On Sunday evening, Oracle told investors just how much money it’s going to need to raise from them to fund its data center expansion efforts.

Management said it plans to raise $45 billion to $50 billion this calendar year, split roughly equally between debt and equity in a bid to maintain its investment grade rating.

The lion’s share of the equity raise ($20 billion) will come from an at-the-money offering that enables the firm to opportunistically issue shares. This year’s debt issuance will come in one fell swoop, per the company, and happen early in the year.

Carl Quintanilla Vital Knowledge ORCL
Source: Bluesky

On the bright side, at least this is an answer. During the conference call that followed Q2 results in December, Oracle said that capex for the fiscal year would be $15 billion higher than previously anticipated. When asked how much money the company would need to raise, CEO Clay Magouyrk said “it’s hard to answer that question exactly,” before saying he thought it would be “less, if not substantially less” than $100 billion in order to complete its multi-year AI buildout.

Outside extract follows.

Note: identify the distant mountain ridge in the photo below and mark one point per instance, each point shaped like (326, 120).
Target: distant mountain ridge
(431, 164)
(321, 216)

“Oracle is raising money in order to build additional capacity to meet the contracted demand from our largest Oracle Cloud Infrastructure customers, including AMD, Meta, NVIDIA, OpenAI, TikTok, xAI and others,” per the press release.

Put it in alphabetical order all you want, we all know who your biggest customer is!

Oracle’s (over)reliance on OpenAI as a source of future revenues has prompted markets to view the firm as less creditworthy.